Custody is one of the most difficult and contested parts of a Pennsylvania divorce. Courts deciding child custody must balance and address several interests when they determine the best interests of the child.
Parents have a constitutional right to custody and care of their children. Courts generally try to foster the children's relationship with both of their parents. Judges presume that parents act in their children's best interests, but there are times they may have to intervene when this presumption is not true.
Usually, both parents will receive visitation or parenting time with their children. Judges believe that non-custodial parents have this right. A hearing will be held, however, if there is a credible danger to the child if this visitation is granted. Earlier violent or criminal behavior does not automatically prevent visitation if there is no evidence that the parent abused or threatened them. Courts can order a psychiatric evaluation, anger management or completion of parenting classes if a parent has serious behavior or mental health problems.
A judge must also address 16 factors and explain their orders awarding custody; this preserves a case history for a future judge.
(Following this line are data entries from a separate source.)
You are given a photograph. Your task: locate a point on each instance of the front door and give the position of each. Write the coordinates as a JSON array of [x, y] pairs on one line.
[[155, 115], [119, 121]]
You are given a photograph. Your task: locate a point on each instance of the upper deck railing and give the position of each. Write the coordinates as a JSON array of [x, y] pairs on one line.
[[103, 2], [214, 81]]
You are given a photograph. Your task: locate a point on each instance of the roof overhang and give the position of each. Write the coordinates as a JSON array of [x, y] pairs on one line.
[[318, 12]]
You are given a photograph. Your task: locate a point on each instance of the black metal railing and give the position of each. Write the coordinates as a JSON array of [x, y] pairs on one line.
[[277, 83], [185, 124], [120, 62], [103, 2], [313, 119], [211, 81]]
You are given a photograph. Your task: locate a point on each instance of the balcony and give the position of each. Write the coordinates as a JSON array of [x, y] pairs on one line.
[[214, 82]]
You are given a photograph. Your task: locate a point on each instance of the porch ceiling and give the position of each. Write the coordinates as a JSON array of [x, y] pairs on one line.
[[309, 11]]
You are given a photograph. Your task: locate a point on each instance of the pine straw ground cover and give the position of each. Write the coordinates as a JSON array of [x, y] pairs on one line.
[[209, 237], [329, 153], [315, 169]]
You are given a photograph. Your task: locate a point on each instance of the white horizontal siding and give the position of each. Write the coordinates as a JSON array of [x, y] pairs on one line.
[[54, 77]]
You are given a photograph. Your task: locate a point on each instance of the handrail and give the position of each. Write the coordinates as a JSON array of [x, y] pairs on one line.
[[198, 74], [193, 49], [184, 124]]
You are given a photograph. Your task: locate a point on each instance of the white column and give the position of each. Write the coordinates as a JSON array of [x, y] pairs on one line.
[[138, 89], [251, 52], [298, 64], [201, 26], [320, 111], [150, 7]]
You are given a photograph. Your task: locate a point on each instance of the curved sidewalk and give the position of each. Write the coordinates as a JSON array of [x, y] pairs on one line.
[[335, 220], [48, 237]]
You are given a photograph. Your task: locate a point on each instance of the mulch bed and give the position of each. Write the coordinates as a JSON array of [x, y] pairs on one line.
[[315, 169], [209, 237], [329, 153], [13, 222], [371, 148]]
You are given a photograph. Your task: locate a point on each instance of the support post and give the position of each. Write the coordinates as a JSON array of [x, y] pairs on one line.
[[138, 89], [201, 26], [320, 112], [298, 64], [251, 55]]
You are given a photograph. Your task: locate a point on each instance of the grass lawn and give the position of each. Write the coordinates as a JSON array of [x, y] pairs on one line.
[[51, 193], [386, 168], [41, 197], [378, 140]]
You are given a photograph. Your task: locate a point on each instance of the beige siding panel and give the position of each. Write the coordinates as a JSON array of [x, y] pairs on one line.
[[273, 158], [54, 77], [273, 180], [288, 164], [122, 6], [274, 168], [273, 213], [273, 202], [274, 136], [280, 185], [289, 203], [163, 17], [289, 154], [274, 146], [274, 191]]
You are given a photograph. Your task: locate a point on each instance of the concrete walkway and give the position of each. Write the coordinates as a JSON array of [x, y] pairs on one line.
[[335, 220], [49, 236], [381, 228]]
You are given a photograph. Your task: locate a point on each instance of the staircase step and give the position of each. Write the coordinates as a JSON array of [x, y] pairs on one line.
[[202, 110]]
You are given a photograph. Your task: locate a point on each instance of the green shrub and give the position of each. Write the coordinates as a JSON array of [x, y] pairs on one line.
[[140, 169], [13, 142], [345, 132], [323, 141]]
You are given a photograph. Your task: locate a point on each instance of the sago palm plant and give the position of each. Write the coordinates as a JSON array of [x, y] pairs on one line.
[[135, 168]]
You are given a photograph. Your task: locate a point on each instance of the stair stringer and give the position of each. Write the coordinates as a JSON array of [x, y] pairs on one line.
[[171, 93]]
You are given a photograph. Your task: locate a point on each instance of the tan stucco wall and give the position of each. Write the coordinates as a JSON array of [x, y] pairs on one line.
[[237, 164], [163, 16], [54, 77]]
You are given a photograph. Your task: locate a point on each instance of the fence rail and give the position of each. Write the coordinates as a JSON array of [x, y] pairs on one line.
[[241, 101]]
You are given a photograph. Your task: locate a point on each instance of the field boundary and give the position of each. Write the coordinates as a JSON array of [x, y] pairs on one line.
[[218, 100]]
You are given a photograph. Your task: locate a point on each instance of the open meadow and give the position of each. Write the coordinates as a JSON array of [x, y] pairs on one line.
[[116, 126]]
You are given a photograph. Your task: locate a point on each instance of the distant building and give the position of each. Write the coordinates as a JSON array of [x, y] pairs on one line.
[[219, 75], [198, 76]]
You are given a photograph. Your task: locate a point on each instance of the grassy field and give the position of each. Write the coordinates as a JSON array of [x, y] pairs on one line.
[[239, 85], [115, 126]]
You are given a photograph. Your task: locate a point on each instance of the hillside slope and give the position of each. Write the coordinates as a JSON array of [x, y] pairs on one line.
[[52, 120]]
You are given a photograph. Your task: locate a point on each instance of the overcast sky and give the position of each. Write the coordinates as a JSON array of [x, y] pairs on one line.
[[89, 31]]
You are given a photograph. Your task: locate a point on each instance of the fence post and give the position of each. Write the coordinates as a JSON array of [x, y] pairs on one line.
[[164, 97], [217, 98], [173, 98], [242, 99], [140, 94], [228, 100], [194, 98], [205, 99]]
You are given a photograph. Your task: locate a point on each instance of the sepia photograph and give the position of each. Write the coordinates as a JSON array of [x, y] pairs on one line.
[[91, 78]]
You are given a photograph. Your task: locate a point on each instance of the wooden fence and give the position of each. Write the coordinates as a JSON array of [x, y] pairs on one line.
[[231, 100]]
The explanation, among other things, identifies and discusses abuse, child protection involvement and a criminal history. According to studies, an estimated 20 percent of litigated child custody cases involve domestic violence allegations.
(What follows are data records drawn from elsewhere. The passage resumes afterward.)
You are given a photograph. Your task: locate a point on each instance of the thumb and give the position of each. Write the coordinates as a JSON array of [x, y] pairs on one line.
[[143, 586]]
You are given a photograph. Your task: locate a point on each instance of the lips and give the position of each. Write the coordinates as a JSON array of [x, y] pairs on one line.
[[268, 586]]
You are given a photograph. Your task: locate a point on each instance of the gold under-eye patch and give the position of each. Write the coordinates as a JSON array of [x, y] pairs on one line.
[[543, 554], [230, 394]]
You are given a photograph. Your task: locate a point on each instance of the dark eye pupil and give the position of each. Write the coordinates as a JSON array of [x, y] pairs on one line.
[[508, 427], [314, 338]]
Importantly, cases go before family law judges only when parents do not successfully negotiate their own custody agreement. Settlements help families reach creative agreements that meet their needs. Judges must often reach these decisions with limited information, especially if the parents are fighting.
A qualified family law attorney can help negotiate a fair and reasonable custody agreement that meets a family's needs. Legal representation also helps assure that rights are protected if the case goes to court.